Hester no era enfermera del hospital. Prestaba sus servicios como voluntaria, igual que Callandra, viuda de un médico militar y una generación mayor que Hester, pero a quien la unía una estrecha amistad desde hacía cinco años. Con toda probabilidad, Hester era la única que sabía lo mucho que Callandra amaba a Kristian y que, finalmente, aquella misma semana había rechazado la proposición de matrimonio de un querido amigo, pues no podía conformarse con una compañía honorable y cerrar para siempre la puerta a los sueños de algo inmensamente mejor. Pero eran solo sueños. Kristian estaba casado y eso acababa con toda posibilidad de compartir algo más que su lealtad y la pasión por la sanidad y la justicia que profesaban él y Callandra, y quizá una alegría de vez en cuando, las pequeñas victorias y el entendimiento mutuo. A Hester, casada recientemente y conocedora de la profundidad y el alcance del amor, le dolía que Callandra se sacrificara tanto. Y, sin embargo, amando a su esposo como lo amaba, a pesar de todos sus defectos y puntos flacos, Hester también habría preferido estar sola antes que aceptar a cualquier otro.

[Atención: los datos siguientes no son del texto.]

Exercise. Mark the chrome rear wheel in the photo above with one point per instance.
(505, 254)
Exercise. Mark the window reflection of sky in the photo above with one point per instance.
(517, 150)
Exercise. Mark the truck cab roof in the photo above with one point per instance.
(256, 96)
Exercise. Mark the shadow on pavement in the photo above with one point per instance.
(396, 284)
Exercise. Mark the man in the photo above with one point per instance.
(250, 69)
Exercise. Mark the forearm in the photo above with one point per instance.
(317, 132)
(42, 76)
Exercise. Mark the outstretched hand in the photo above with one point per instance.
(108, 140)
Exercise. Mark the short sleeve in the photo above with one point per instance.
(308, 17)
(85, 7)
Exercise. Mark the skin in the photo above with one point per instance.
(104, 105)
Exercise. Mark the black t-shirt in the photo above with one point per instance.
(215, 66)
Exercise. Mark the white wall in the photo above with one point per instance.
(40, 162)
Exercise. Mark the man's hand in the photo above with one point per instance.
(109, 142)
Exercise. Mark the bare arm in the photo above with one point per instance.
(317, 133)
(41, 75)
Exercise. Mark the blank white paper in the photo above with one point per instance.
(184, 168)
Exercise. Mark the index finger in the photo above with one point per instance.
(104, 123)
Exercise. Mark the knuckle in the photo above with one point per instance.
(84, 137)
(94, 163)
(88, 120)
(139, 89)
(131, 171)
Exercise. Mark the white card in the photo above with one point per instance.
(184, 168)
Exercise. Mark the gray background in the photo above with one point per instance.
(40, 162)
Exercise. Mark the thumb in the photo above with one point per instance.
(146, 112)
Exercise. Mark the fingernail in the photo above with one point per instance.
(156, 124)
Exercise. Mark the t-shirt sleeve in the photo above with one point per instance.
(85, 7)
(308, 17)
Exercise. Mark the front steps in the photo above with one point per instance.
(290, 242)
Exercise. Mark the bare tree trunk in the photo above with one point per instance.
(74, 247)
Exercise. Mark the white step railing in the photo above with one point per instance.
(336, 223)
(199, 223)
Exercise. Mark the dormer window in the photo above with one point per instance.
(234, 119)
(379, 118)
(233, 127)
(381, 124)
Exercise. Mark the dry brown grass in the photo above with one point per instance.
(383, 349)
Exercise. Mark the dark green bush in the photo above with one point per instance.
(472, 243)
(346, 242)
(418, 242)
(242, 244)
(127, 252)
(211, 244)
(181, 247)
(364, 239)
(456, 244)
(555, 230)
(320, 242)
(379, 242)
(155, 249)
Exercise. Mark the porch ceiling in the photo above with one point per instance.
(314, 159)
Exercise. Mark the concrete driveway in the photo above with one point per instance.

A última hora de la tarde, Hester salió del hospital y tomó el ómnibus en Hampstead High Street hasta Haverstock Hill, y desde allí hasta Euston Road. Un vendedor de periódicos voceaba que quinientos soldados estadounidenses se habían rendido en Nuevo México. Los periódicos publicaban las últimas noticias de la guerra civil, pero la inquietud era mucho más profunda por la inminente hambruna del algodón en Lancashire, debida al bloqueo de los Estados Confederados. Hester pasó deprisa junto a él y caminó los últimos metros hasta Grafton Street.